はがき随筆・鹿児島

はがき随筆ブログにようこそ!毎日新聞西部本社の各地方版に毎朝掲載される
「はがき随筆」は252文字のミニエッセイです。

真空地帯

2009-05-26 18:07:25 | はがき随筆
 自分は小説「真空地帯」の世界にあるのだと思うことにした。軍隊生活と入院生活の違いはあるけれど。そうでも思わないと毎日がうっとうしくてやりきれない。胃かいようで半年近く通院し、検査入院のつもりが、病院を出られぬ羽目になった。
 入院翌日から絶食となる。のどを通るのは水と薬、検査中の液類。くる日もくる日も検査は続く。9時の消灯後、私の頭は研ぎ澄む。自己嫌悪に陥ったり、告知された手術におののいたり。寝付きの悪い夜が続く。 出□の見えない私の真空地帯。

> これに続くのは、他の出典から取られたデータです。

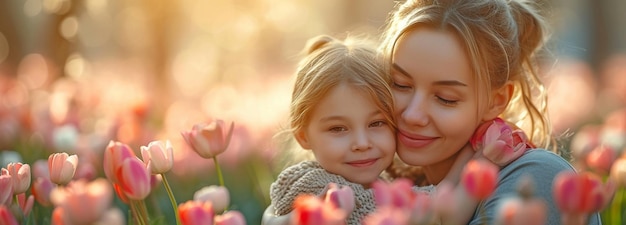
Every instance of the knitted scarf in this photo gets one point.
(310, 178)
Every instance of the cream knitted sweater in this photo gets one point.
(310, 178)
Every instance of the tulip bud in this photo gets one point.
(217, 195)
(208, 140)
(134, 179)
(20, 174)
(479, 178)
(62, 167)
(158, 156)
(196, 213)
(230, 218)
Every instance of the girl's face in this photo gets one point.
(349, 135)
(435, 92)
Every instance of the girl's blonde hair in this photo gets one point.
(502, 39)
(329, 62)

明日への光を探し求めながら、今日の一日を生きる。
  伊佐市 山室恒人(62) 2009/5/26 毎日新聞鹿児島版掲載




感謝を込めて

2009-05-26 18:04:24 | はがき随筆
 昭和31年に祖父母と両親が建てた家。台所、玄関と改築を重ねてきたが今度、屋根瓦を替えてもらうことになった。
 工事が始まった。あらゆる文明の利器を使って、まさに匠の技である。見上げると、新しく生まれ変わった屋根瓦が、あたたかい人情と日の光を受けて、きらきら輝いている。
 休みの日は、日に何回も母と2人でながめる。さわやかな5月の風の向こうに、祖父母と父もほほえんでいる。
 自分が生まれて育った家。心からありがとう。人と家は、共に歴史を刻みながら生きている。大切にしていきたい。